やがて風が止み、暗く狭い部屋に立ち曇る煙の中から黄金の「王」が現れた。「王」は自分を両腕を広げて迎え入れる顎鬚の男に向かって言葉を紡ぐ
「貴様が俺のマスターか?」
はっ!夢か。目を開けば無駄に豪華な天井がある。
もうお分かりいただけたと思うがここはウルクである。
「なんでやねん!なんでまだURUKU?なんでまだ8歳?フツーに考えたらトッキーに召喚されてセイバーと港で出会うシーンでもおかしくねぇだろ!」
朝起きていきなりわけのわからないことを叫ぶギルガメッシュ王子5歳。
まぁ第2話でいきなり召喚なんて都合のいいことが起こるはずもなくそもそも英霊にすらなっていない状況である。
「しかし、本当にどうするかなぁ~ 英雄になろうにも何したらいいかわかんないし、史実を参考にしようにも覚えてないし。でも、スペック的には最強なんだよなぁ。すべてを見通す千里眼に甘いマスク。神々に設計された最高峰の肉体にイケ面フェイス。英霊3騎分の膨大な魂に女を惑わせる美貌。そして呪いにも等しいカリスマと顔あと顔。」
しかし、これだけ素晴らしい肉体を持っていようとも、中身は今の自分の顔に酔っているただのナルシストである。本当にこんなやつが英霊になれるのか?
「ギルガメッシュの弱点は接近戦だから、剣の稽古は必須だな。あとは王の財宝だが.........あれ?王の財宝ってどうやって手に入れるんだ?」
.........とりあえず「王の財宝!」
シーン
「やばい。俺セイバーに会えないかも」
まさかの宝具使用不可能状態に心折れそうな主人公。
「いや。こうなったらドラゴンでも何でもいいから持前のスペックで倒して英雄伝説を作るしかない!」
しかし、自分のスペックの高さに自惚れて、王の財宝なしで英雄になろうとする主人公。だいたい英雄とはなろうと思ってなるものなのだろうか?
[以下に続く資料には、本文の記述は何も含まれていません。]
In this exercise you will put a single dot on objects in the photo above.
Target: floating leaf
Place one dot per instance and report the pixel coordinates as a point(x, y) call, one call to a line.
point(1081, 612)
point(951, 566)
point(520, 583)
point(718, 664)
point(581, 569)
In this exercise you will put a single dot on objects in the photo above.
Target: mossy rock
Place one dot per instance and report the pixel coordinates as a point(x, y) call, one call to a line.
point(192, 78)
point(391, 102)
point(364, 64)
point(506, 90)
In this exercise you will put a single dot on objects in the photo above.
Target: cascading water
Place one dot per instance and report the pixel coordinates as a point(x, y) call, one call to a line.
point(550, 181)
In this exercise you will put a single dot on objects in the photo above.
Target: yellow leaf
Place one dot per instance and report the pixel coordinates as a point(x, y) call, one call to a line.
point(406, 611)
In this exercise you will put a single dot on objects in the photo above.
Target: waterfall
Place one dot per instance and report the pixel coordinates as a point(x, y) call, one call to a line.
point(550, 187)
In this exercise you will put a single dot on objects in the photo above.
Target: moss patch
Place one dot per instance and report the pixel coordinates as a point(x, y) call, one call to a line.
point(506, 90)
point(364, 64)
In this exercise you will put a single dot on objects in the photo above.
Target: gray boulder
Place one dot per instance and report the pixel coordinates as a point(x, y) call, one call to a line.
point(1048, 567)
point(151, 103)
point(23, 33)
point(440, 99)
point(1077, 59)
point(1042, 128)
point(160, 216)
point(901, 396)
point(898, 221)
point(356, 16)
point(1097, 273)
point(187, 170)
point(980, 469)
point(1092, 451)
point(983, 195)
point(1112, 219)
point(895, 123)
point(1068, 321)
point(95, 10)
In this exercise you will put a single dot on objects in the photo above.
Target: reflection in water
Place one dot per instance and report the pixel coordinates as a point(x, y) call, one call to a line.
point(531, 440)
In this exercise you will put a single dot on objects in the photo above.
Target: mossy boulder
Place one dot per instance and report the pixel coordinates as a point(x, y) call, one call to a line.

「よし!そうと決まれば今日から素振り1000回開始だ!」
無駄なポジティブさを発揮して剣技だけで英雄になろうと素振りを始める
ギルガメッシュ5歳。
「しかし、こんなことになるんならもう少し真面目にギルガメッシュについて勉強すればよかったぜ。こんなことでは、英雄王大好きクラブ会員の皆様に怒られてしまう。せめて記憶の片隅にでも役立つ情報が残ってないかねぇ。」
素振りを開始しながらもやはりあきらめきれないギルガメッシュ5歳。
生を得るために記憶を犠牲にしながらも今ある記憶を探って、英雄になるヒントを得ようとしている。
「あれ?なんだこの記憶。地雷女イシュタル?」
王の財宝はどんな形であれいずれ使えるようになります。